[R] Variance estimates for survreg vs. lm

Mon Jul 6 14:30:54 CEST 2015

The difference is that survreg is using a maximum likelihood estimate (MLE) of the 
variance and that lm is using the unbiased (MVUE) estimate of variance.  For simple linear 
regression, the former divides by "n" and the latter by "n-p".  The difference in your 
variances is exactly n/(n-p) = 10/8.

With censored data the MLE estimate is still clear, but what exactly "n" is is not so 
obvious (does a censored datum count as a whole observation?), so a simple (n-p)/n 
variance correction is also not obvious.  I would not be surprised if someone, somewhere 
has hammered out a correction for "unbiased" variance; I've never looked for it.  I'm not 
convinced that it is worthwhile though.

Terry Therneau

On 07/04/2015 05:00 AM, r-help-request at r-project.org wrote:
> I would like help understanding why a survival regression with no censored
> data-points does not give the same variance estimates as a linear model
> (see code below).
>
> I think it must be something to do with the fact that the variance is an
> actual parameter in the survival version via the log(scale), and possibly
> that different assumptions are made about the distribution of the variance.
> But I really don't know, I'm just guessing.
>
> The reason I ask is because I am moving a process, that has always been
> modelled using a linear model, to a survival model (because there are
> sometimes a few censored data points).
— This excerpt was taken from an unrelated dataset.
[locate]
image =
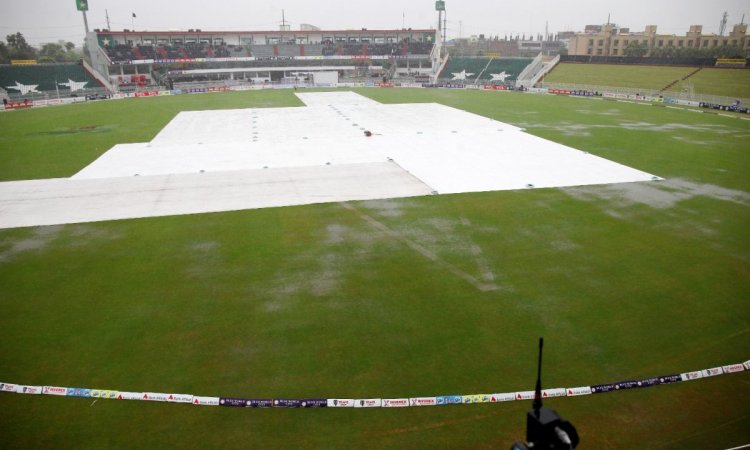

In the past, the censored data
> points have been treated as missing which imparts bias. The variance of the
> estimates in this process is key, so I need to know why they are changing
> in this systematic way?!
>
>
>
> library(survival)
>
> ctl <- c(4.17,5.58,5.18,6.11,4.50,4.61,5.17,4.53,5.33,5.14)
> ctl.surv <- Surv(ctl)
>
> trt <- c(4.81,4.17,4.41,3.59,5.87,3.83,6.03,4.89,4.32,4.69)
>
> lmod <- lm     (ctl      ~ trt                )
> smod <- survreg(ctl.surv ~ trt,dist="gaussian")
>
> coef(lmod)
> coef(smod) # same
>
> vcov(lmod)
> vcov(smod) # smod is smaller
>
> diag(vcov(lmod))     /
> diag(vcov(smod))[1:2]  # 1.25 == 0.5*(n/(n-1))
>
> ( summary(lmod)$coef [   ,"Std. Error"] /
>    summary(smod)$table[1:2,"Std. Error"]   )^2    # 1.25 = 0.5*(n/(n-1))